News, analysis and insight into the Royal Commission into Misconduct in the Banking, Superannuation and Financial Services Industry

Two regulators are enough – perhaps more than enough

It is tempting to join the media pile-on about the Australian Prudential Regulation Authority’s apparent lack of action on underperforming superannuation funds, but in terms of true legal powers, the regulator appears to have more bark than bite.

This point will probably loom large in the Royal Commission into Misconduct in the Banking, Superannuation and Financial Services Industry’s fifth round of hearings.

This latest round began yesterday and will put the focus on superannuation for a fortnight.

We know APRA and the Australian Securities and Investments Commission will be called to give evidence, but as of last night, we were still in the foothills, with National Australia Bank/MLC’s Paul Carter sweating under the hot lights on the matter of how grandfathered commission streams made it less tempting for advisers to move clients to products that might better meet their needs.

Shades of Round Two.

The Australian dialled up the heat on Saturday under the heading “super fund laggards ignore calls to merge,” to be backed up yesterday, in headline terms at least, by The Australian Financial Review’s back page, headed: “APRA must explain its inaction”.
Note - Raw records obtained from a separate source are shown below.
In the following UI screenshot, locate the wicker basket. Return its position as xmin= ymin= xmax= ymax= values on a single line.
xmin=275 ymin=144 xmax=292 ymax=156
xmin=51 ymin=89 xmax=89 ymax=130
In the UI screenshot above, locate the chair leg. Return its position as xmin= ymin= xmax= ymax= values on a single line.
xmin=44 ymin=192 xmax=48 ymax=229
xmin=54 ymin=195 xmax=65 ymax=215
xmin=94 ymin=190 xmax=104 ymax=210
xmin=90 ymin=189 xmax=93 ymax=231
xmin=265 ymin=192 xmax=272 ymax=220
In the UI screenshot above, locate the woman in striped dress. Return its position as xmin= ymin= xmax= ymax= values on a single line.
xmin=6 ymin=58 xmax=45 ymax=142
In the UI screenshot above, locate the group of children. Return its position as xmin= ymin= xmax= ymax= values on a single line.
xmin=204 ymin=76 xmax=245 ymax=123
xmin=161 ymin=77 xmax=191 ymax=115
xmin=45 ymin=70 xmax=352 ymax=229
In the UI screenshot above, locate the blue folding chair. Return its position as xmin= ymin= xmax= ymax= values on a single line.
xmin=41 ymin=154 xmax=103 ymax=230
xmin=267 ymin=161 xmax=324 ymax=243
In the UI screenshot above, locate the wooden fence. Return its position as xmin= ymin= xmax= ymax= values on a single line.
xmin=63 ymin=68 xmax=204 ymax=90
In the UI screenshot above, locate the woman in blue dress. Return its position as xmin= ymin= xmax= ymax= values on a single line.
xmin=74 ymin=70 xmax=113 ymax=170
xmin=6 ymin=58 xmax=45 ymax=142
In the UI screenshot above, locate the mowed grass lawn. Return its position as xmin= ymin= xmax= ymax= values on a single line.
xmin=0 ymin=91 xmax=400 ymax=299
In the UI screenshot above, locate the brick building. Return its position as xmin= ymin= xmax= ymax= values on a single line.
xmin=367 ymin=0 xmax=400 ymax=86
Productivity Commission super inquiry chair Karen Chester concluded in the PC’s recent widely praised report that 1 in 4 pooled super funds (both retail and industry) underperform persistently. It’s also a widespread belief that APRA has failed to pull the underperformers into line; for instance, by leaving them to shrink slowly rather than forcing them to merge.

She noted that APRA and ASIC needed “to become member champions but instead focused too much on funds”.
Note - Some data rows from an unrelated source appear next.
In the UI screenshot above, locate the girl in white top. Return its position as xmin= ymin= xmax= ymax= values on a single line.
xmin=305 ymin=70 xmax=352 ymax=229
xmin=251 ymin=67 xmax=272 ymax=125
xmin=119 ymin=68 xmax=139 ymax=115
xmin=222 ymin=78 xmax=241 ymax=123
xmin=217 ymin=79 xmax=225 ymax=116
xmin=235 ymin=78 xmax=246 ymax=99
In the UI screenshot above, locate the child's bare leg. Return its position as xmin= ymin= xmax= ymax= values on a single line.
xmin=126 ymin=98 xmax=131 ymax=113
APRA apparently put together a list of 28 underperforming funds in 2017 and after APRA approached those funds to do something about the problem, just two-thirds of them obliged.
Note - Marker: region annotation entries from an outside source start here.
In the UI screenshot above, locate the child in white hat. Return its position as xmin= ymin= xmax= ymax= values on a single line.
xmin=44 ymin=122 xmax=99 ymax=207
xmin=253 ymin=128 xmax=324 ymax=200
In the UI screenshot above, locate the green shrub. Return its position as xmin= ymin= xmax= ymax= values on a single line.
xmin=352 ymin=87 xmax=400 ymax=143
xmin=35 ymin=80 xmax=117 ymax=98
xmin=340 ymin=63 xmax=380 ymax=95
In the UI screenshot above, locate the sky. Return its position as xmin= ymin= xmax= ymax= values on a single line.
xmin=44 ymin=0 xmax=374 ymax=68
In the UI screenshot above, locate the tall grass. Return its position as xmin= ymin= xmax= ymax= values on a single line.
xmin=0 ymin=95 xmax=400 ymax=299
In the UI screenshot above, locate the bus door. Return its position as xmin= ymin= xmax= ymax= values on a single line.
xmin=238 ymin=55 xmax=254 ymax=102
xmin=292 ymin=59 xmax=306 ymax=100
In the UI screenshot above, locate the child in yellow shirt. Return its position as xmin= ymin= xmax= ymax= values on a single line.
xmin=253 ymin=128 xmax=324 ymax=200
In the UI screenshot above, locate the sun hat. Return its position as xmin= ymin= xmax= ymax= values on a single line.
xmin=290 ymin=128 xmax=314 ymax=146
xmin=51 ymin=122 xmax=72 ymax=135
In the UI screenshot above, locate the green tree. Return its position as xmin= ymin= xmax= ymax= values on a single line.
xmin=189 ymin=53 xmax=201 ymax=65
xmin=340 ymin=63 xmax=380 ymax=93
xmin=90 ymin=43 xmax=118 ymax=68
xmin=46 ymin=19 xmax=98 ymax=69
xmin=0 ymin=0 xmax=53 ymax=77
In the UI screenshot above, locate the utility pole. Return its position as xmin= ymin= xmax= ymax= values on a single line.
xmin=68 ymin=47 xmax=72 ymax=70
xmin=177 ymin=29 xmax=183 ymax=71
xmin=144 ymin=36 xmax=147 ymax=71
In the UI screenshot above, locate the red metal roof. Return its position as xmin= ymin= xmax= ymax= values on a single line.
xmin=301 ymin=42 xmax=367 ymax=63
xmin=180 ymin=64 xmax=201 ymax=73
What seems to rankle, to the extent that someone appears to be running around with matches and paper planning a bonfire under APRA’s chair, is that no action appears to have been taken against the backsliders.

To the cynics, this all smacks of what was described at the HIH Royal Commission back in 2002 as “the London Tea and Biscuits Approach” to prudential regulation.

But let’s stand back a bit from all this. What’s APRA’s role in pooled superannuation? Number one is to stop super funds from going under, which isn’t hard given the guaranteed flow of money.

Number two appears to be supervision of superannuation trustees.

In both of cases, APRA has done all right,; the only exception so far being the Trio Capital scandal, in which a Hong Kong-based crook was able to divert $180 million of super funds from an Albury-based business, never to be seen again. Trio collapsed in 2009.

The problem we have here is that supervising the returns provided by super funds is a bit less of a clear-cut business than with other types of prudential activity. What’s a fair rate of annual return? What sort of member fees are fair?

It’s one thing making sure deposit-taking institutions are doing the right thing, because there’s an intensity of promise at work. A bank promises you a fixed rate of return on your deposit and if it doesn’t pay it, all hell breaks loose. A promise has been broken.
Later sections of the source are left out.